Engineering the Charge Density on an In 2.77 S 4 /Porous Organic Polymer Hybrid Photocatalyst for CO 2 -to-Ethylene Conversion Reaction.

The development of an efficient photocatalyst for C2 product formation from CO 2 is of urgent importance toward the deployment of solar-fuel production. Here, we report a template-free, cost-effective synthetic strategy to develop a carbazole-derived porous organic polymer (POP)-based composite catalyst. The composite catalyst is comprised of In 2.77 S 4 and porous organic polymer (POP) and is held together by induced-polarity-driven electrostatic interaction. Utilizing the synergy of the catalytically active In centers and light-harvesting POPs, the catalyst showed 98.9% selectivity toward the generation of C 2 H 4 , with a formation rate of 67.65 μmol g -1 h -1 . Two different oxidation states of the In 2.77 S 4 spinel were exploited for the C-C coupling process, and this was investigated by X-ray photoelectron spectroscopy (XPS), X-ray absorption spectroscopy (XAS), and density functional theory (DFT) calculations.
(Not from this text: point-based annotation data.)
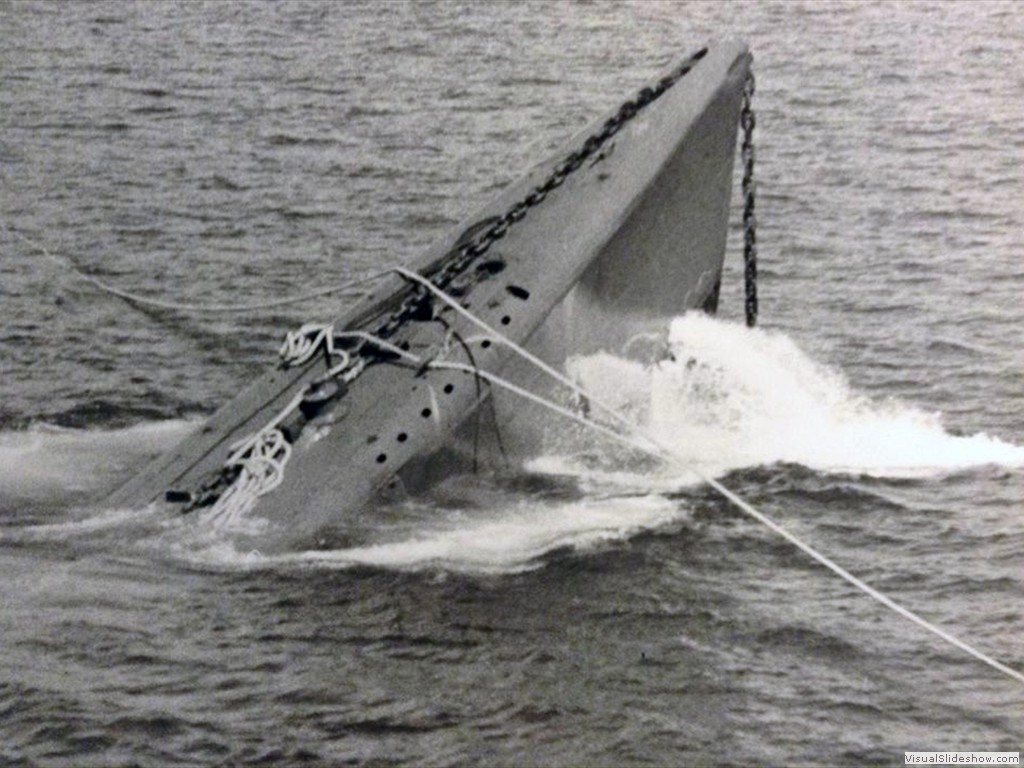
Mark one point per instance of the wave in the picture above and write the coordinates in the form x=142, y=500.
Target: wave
x=722, y=397
x=727, y=397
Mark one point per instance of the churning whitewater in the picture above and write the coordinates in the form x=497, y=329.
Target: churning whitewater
x=721, y=396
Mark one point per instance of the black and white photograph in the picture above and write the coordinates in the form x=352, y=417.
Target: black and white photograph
x=511, y=383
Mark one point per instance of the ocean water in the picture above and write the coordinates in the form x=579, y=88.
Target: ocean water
x=581, y=611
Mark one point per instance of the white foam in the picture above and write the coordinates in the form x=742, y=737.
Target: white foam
x=736, y=397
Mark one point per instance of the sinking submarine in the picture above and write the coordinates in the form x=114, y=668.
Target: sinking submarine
x=616, y=232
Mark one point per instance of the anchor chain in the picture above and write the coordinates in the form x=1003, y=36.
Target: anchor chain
x=252, y=470
x=748, y=122
x=472, y=250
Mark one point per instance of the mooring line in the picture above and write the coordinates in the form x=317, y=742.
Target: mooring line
x=665, y=454
x=654, y=448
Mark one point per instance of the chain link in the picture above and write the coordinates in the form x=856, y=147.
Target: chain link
x=417, y=304
x=748, y=122
x=469, y=252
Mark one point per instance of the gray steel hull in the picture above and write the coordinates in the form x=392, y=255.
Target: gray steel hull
x=632, y=238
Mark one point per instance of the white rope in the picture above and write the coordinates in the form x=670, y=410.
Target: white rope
x=261, y=458
x=662, y=452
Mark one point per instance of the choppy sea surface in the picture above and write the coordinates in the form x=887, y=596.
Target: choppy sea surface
x=565, y=614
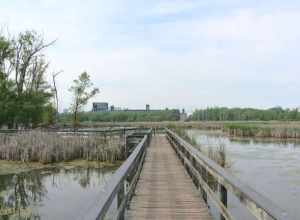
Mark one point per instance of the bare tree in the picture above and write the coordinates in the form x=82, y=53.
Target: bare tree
x=82, y=91
x=29, y=65
x=54, y=75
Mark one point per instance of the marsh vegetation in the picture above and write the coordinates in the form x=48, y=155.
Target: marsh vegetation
x=44, y=147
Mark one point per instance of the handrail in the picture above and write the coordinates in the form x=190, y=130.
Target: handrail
x=199, y=166
x=122, y=183
x=110, y=130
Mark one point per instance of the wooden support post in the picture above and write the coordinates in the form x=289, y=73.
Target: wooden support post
x=223, y=198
The role of POP was elucidated via several photophysical and photoelectrochemical studies. The electron transfer was mapped by several correlated approaches, which assisted in establishing the Z-scheme mechanism. Furthermore, the mechanism of C 2 H 4 formation was extensively investigated using density functional theory (DFT) calculations from multiple possible pathways.